I’m new to druid and the stream push mode for creating aggregates seem very promising for us.

I was going over the documentation on druid.io, and it suggested to use Tranquility for pushing data.

There was a predefined data source metrics while starting the tranquility server which came as an example. After running the sample generation of events for metrics, I am able to query via http.

I wanted to try out my own data source, D1. So I defined it in the tranquility server config as well as while creating the stream push client via Java

DruidBeams.fromConfig(myDsConfig).buildTranquilizer(myDsConfig.tranquilizerBuilder());

I am able to push events to druid and query. Couple of issues

  1. When I restart tranquility server, previously ingested data is lost, whereas metrics data stays.

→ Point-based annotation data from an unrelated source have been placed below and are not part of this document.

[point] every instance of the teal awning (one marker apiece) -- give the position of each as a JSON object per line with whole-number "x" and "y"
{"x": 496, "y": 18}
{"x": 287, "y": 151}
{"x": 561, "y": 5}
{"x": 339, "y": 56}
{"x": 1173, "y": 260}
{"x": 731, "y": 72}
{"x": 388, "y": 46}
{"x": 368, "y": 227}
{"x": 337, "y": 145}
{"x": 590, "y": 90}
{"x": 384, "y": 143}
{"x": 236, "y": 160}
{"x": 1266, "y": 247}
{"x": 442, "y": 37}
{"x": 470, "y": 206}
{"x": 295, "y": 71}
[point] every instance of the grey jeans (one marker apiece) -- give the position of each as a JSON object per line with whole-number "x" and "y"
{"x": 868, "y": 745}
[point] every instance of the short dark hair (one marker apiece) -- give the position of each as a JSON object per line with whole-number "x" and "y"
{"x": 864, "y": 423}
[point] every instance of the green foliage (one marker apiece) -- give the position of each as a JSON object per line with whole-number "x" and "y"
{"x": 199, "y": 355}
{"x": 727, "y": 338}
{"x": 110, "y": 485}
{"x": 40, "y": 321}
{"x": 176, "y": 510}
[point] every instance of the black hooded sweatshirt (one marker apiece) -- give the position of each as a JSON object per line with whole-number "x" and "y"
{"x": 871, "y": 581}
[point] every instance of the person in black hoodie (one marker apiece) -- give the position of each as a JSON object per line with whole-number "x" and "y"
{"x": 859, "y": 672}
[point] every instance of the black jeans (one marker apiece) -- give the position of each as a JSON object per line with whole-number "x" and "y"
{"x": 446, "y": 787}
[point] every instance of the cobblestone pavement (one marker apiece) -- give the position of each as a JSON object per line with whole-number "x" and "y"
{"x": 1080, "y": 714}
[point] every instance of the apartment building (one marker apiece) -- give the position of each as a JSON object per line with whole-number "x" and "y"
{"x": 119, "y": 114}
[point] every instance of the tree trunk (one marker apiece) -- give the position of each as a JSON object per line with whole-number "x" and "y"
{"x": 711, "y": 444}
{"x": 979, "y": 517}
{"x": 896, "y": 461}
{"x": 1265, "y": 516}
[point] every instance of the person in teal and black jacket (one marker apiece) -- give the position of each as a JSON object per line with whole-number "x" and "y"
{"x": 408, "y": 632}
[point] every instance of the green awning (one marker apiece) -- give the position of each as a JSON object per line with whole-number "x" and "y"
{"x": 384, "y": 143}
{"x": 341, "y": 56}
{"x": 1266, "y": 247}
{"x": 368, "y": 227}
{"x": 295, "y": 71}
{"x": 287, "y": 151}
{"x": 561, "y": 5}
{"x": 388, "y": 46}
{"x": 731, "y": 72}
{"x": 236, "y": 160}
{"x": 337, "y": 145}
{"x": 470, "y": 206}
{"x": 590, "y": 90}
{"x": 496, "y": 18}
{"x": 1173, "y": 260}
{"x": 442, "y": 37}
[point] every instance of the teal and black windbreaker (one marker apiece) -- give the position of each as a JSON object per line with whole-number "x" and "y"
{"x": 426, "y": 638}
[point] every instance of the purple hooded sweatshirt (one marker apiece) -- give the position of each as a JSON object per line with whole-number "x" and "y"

What am I doing wrong

  2. I am able to see Metrics data source in

http://127.0.0.1:8081/#/datasources

but not D1 in the data sources list.

I am able to see both Metrics and D1 in the cluster view as a cluster segment

http://127.0.0.1:8081/old-console/cluster.html

but it doesnt show up in

http://127.0.0.1:8081/#/

Could some one please share the differences in declaring the data sources while

  1. Adding it in tranquility server config

  2. Adding it in the config for the druid beam tranquilizer

Also even though I have added dimensions in the dimension spec, its not listing down the dimensions in

http://127.0.0.1:8081/old-console/cluster.html (segment dimensions)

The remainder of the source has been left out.